In nome dei rom

Anna Pizzo
Il papa chiede scusa ai rom in Romania per come sono stati trattati anche dai cattolici. Il presidente della Camera, Roberto Fico, dice che il 2 giugno è la festa di tutti, anche dei migranti e anche dei rom. Cosa hanno in comune queste due affermazioni, oltre alla coincidenza temporale? Noi tenderemmo a pensare che ogni resipiscenza, ancorché tardiva, abbia valore. Perciò, a quel che fino ad oggi non si è fatto si può sempre rimediare cominciando a fare qualcosa per chi ogni giorno, oggi come in passato, viene perseguitato con fatti e parole, scacciato, emarginato, perseguitato. E’ così ovunque, in Romania come in Italia, dalla chiesa e dalla politica, dall’egoismo e dal rigurgito razzista di molti. Insomma, alle dichiarazioni devono seguire i fatti, e anche urgentemente, pena quel che Alex Zanotelli chiama il nuovo pogrom (vedi articolo che pubblichiamo). Sì, perché passo dopo passo, da Torre Maura a Giugliano, da Camping River a Casal Bruciato, si sta compiendo un silenzioso genocidio rotto solo dai berci del ministro dell’interno che, alle parole del presidente Fico, ha così risposto: “Aver sentito il presidente della Camera dedicare la festa della Repubblica ai rom mi ha fatto girare le scatole. Ma credo che abbia fatto girare le scatole a quelli che hanno sfilato. Il 2 giugno è la festa degli italiani. Di legalità nei campi rom ce n’è poca”. Assai rumorosi anche i silenzi del massimo rappresentante dei 5Stelle, Di Maio, che non ha saputo far altro che lavarsene le mani e dire che le parole di Roberto Fico rappresentano solo il suo pensiero.

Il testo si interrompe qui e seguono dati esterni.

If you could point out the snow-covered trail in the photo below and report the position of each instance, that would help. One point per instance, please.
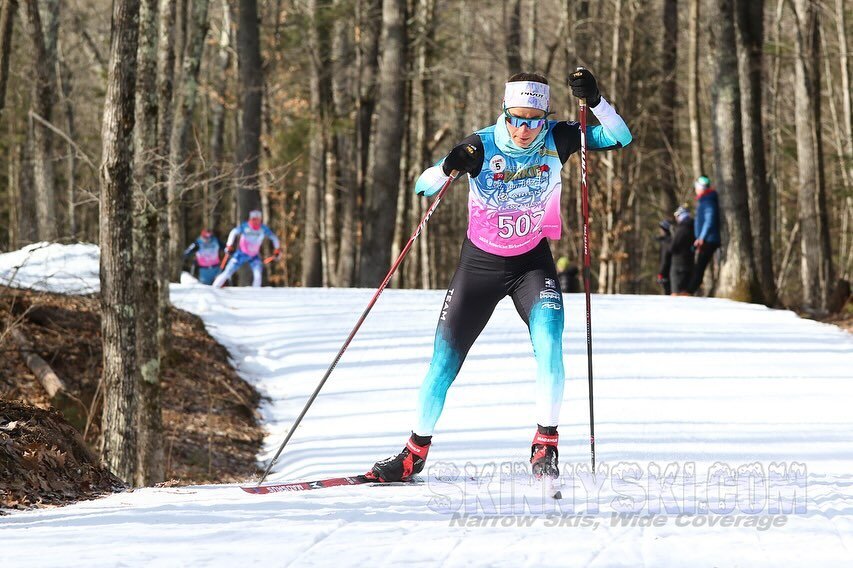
(689, 384)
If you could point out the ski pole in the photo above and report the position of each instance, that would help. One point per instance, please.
(453, 175)
(586, 271)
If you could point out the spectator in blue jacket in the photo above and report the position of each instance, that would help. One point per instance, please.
(707, 227)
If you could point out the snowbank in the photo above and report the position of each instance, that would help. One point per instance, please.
(53, 267)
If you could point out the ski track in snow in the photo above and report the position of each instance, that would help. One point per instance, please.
(679, 381)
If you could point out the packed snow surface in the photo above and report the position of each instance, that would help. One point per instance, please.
(722, 437)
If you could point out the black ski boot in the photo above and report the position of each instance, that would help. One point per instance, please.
(405, 464)
(544, 454)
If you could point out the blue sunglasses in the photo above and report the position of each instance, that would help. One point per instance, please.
(517, 121)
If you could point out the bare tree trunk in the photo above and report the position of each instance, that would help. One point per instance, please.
(385, 173)
(217, 119)
(532, 60)
(116, 224)
(750, 37)
(312, 267)
(607, 256)
(512, 35)
(14, 196)
(737, 279)
(367, 58)
(693, 90)
(340, 163)
(7, 19)
(179, 150)
(345, 188)
(165, 82)
(65, 80)
(251, 81)
(422, 155)
(815, 266)
(841, 27)
(150, 467)
(669, 59)
(44, 89)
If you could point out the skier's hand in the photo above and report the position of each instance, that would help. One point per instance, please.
(584, 86)
(462, 158)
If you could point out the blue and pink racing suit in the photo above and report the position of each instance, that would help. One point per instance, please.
(513, 206)
(206, 257)
(247, 251)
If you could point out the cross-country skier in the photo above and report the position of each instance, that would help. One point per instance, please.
(252, 235)
(664, 239)
(707, 229)
(206, 248)
(513, 207)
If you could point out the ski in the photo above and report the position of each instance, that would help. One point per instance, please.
(320, 484)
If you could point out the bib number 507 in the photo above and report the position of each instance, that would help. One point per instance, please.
(520, 226)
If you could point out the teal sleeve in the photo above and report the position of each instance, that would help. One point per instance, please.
(611, 133)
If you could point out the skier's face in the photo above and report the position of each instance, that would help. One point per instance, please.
(522, 136)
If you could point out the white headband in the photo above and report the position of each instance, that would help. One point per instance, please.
(527, 94)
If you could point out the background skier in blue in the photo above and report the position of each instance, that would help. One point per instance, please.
(251, 234)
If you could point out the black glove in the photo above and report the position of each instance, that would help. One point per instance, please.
(584, 86)
(464, 158)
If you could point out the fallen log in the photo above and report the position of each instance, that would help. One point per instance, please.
(45, 375)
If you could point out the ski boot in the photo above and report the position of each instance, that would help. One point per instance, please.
(544, 454)
(405, 464)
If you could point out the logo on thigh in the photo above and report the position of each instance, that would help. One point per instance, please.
(446, 307)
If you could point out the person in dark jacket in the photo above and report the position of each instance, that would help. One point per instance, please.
(707, 230)
(665, 242)
(682, 253)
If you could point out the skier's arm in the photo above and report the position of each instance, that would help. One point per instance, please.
(190, 249)
(467, 156)
(704, 217)
(232, 238)
(612, 133)
(273, 239)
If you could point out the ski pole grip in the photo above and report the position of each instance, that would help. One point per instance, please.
(582, 101)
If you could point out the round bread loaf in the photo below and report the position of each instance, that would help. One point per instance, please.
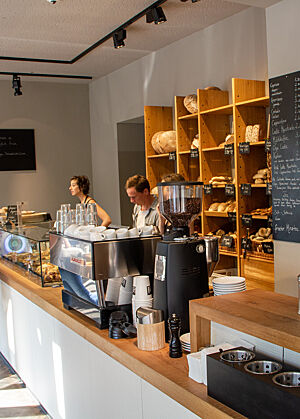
(190, 103)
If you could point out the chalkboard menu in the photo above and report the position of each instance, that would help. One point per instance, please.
(285, 137)
(17, 151)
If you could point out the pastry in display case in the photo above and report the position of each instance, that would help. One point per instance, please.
(28, 247)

Ma quali sono state la scandalose parole pronunciate dalla terza carica dello stato tali da far tuonare il variegato mondo politico fascista e far saltare i nervi al miserabile e connivente coté politico? “La grandezza della Repubblica è nell’appartenere a tutti e la sua festa va dedicata a tutti gli italiani, e anche a tutti i migranti che si trovano nel nostro Paese, a tutte le comunità, incluse quelle più piccole e più deboli, così come a tutte le vittime dell’Olocausto, agli ebrei, ai rom e ai sinti. La nostra Repubblica non fa differenze di sesso, razza o opinioni politiche. La sua bandiera sventola per tutti. La Repubblica garantisce i diritti e distribuisce i doveri. E si rafforza e si rinnova ogni giorno con il coraggio, non con la paura”.

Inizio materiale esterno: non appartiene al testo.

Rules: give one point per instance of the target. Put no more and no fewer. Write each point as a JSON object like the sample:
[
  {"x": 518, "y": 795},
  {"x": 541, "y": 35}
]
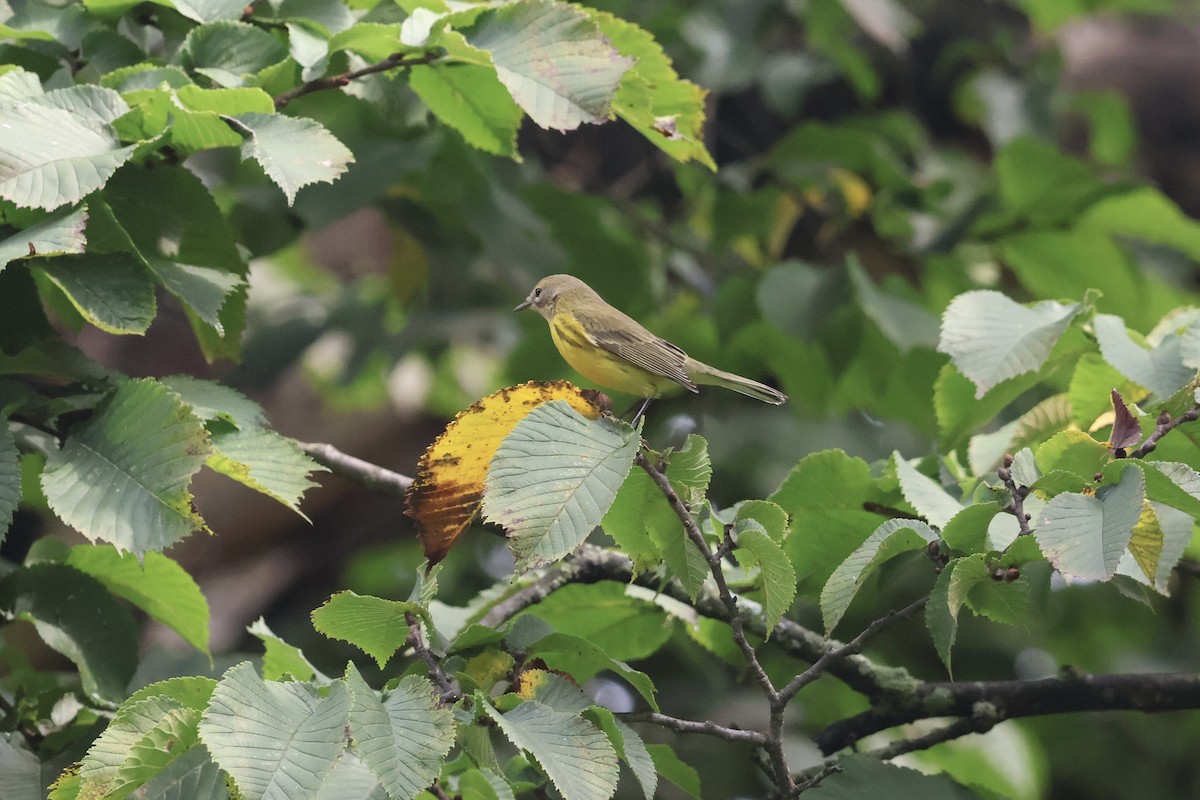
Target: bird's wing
[{"x": 640, "y": 348}]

Scandaloso il richiamo alla Costituzione, immorale l’uso dei rom come clava per picconare il nemico Salvini e l’ex amico Di Maio? E’ solo un gioco delle parti tanto poi domani, come i ladri di Pisa, torneranno assieme e lasciateci lavorare?
Già che ci siamo, vediamo anche quali sono state le parole pronunciate dal papa in Romania, paese notoriamente con una forte (quanto perseguitata) presenza rom. “La storia – ha detto papa Francesco – ci dice che anche i cristiani, anche i cattolici, non sono estranei a tanto male. Vorrei chiedere perdono per questo. Chiedo perdono – ha detto -, in nome della Chiesa al Signore e a voi, per quando, nel corso della storia, vi abbiamo discriminato, maltrattato o guardato in maniera sbagliata, con lo sguardo di Caino invece che con quello di Abele”.

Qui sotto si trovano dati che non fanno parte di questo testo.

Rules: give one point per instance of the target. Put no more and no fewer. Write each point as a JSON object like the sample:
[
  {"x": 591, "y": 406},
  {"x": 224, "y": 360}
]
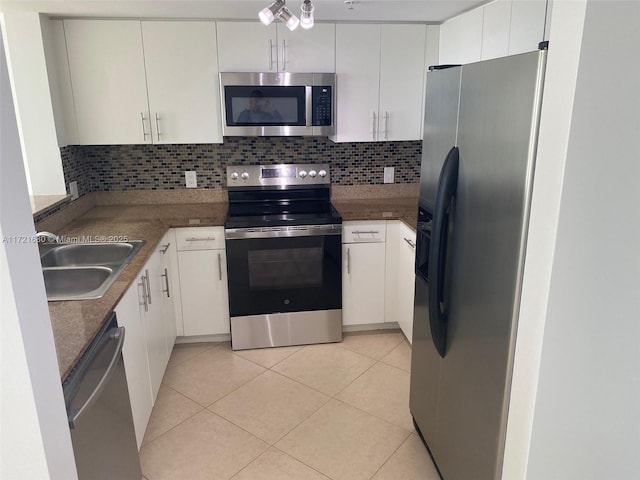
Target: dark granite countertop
[
  {"x": 405, "y": 209},
  {"x": 75, "y": 323}
]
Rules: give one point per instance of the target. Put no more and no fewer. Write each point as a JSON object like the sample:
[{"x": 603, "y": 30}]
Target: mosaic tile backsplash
[{"x": 155, "y": 167}]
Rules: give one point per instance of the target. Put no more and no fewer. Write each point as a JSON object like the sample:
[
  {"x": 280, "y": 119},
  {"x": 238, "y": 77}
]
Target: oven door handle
[{"x": 275, "y": 232}]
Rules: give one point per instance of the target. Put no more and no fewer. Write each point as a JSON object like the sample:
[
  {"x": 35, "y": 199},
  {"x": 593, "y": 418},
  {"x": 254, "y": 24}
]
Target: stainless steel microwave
[{"x": 278, "y": 104}]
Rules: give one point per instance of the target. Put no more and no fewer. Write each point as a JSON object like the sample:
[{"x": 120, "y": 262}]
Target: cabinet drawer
[
  {"x": 364, "y": 232},
  {"x": 200, "y": 238}
]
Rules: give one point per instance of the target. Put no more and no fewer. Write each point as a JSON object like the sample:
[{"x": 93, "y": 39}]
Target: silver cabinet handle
[
  {"x": 375, "y": 125},
  {"x": 144, "y": 132},
  {"x": 75, "y": 415},
  {"x": 270, "y": 54},
  {"x": 386, "y": 125},
  {"x": 146, "y": 276},
  {"x": 284, "y": 56},
  {"x": 166, "y": 282},
  {"x": 157, "y": 126},
  {"x": 143, "y": 284}
]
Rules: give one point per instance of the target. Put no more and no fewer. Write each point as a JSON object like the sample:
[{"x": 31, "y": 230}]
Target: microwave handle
[{"x": 308, "y": 94}]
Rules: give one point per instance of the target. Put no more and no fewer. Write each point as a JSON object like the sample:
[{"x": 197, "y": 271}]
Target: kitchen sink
[
  {"x": 63, "y": 282},
  {"x": 84, "y": 271},
  {"x": 83, "y": 254}
]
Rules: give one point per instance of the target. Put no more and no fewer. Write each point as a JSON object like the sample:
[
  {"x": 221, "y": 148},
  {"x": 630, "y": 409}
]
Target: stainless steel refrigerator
[{"x": 480, "y": 139}]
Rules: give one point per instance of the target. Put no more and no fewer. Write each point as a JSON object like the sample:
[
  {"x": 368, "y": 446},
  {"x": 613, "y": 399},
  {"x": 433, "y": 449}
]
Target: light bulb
[
  {"x": 288, "y": 18},
  {"x": 267, "y": 14},
  {"x": 306, "y": 19}
]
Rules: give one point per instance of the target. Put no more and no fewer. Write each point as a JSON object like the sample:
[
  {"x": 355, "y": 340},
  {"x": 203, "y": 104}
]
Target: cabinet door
[
  {"x": 136, "y": 364},
  {"x": 527, "y": 25},
  {"x": 107, "y": 74},
  {"x": 60, "y": 82},
  {"x": 358, "y": 82},
  {"x": 363, "y": 283},
  {"x": 152, "y": 319},
  {"x": 203, "y": 285},
  {"x": 406, "y": 283},
  {"x": 461, "y": 38},
  {"x": 307, "y": 50},
  {"x": 168, "y": 270},
  {"x": 247, "y": 47},
  {"x": 402, "y": 75},
  {"x": 495, "y": 29},
  {"x": 182, "y": 81}
]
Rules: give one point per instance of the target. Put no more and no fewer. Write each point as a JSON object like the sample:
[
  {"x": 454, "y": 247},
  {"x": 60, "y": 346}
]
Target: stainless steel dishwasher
[{"x": 99, "y": 412}]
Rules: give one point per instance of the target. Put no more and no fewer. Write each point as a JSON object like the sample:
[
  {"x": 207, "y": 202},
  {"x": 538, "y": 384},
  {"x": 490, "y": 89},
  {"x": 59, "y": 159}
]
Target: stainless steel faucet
[{"x": 48, "y": 236}]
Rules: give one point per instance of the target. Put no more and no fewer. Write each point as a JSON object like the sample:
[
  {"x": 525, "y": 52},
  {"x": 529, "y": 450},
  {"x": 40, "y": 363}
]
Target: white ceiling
[{"x": 428, "y": 11}]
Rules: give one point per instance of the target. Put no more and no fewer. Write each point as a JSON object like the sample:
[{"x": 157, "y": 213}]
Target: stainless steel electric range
[{"x": 284, "y": 256}]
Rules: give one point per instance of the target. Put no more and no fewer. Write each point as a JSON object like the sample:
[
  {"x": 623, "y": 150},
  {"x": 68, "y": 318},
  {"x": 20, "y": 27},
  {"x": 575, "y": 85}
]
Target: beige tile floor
[{"x": 318, "y": 412}]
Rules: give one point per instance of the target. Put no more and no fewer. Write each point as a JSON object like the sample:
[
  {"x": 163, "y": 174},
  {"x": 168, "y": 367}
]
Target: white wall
[
  {"x": 587, "y": 411},
  {"x": 34, "y": 436},
  {"x": 555, "y": 126},
  {"x": 28, "y": 75}
]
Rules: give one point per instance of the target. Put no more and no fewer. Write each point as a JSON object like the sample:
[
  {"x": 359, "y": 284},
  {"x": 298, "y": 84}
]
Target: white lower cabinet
[
  {"x": 202, "y": 265},
  {"x": 167, "y": 276},
  {"x": 136, "y": 362},
  {"x": 406, "y": 280},
  {"x": 363, "y": 272},
  {"x": 145, "y": 311},
  {"x": 399, "y": 293}
]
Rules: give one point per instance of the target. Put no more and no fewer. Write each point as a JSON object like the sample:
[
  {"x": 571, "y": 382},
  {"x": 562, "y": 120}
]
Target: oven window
[
  {"x": 286, "y": 274},
  {"x": 264, "y": 105},
  {"x": 283, "y": 269}
]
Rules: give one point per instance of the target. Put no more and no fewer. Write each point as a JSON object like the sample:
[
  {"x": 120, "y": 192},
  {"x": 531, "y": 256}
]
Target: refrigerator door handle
[{"x": 447, "y": 185}]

Purtroppo non c’è “corso della storia” che tenga, la condizione dei rom, lo stigma che li perseguita, i pregiudizi sono i medesimi, a qualsiasi latitudine e in qualsiasi epoca. E va bene chiedere scusa, ma poi, ci sembra di ricordare che occorra fare il proponimento di non più ricaderci. Chiedere l’assoluzione non vuol dire impegnarsi a non ripetere lo stesso errore? Allora, è tempo di passare ai fatti e imporre e imporsi comportamenti radicali, perfino estremi, perché la condizione odierna obbliga a compiere gesti come quello dell’elemosiniere del Papa, il vescovo Krajewski, che ha fatto una cosa semplice, ha riallacciato la luce che l’Acea aveva staccato agli occupanti di uno stabile di Roma, in via Santa Croce in Gerusalemme. Ha detto “il re è nudo” e nel dirlo ha indicato una possibile strada. Ce ne potrebbero essere altre cento, altre mille, tante quante sono le persone che chiedono solo di poter avere una vita giusta e quelle che sono disposte a non essere soffocate da pregiudizi e paure. Basta provare a incamminarsi sulla strada della disobbedienza civile, quella che fa rialzare la testa e propone di non subire più i clamori della peggiore politica ma di imporre dignità e rispetto reciproco.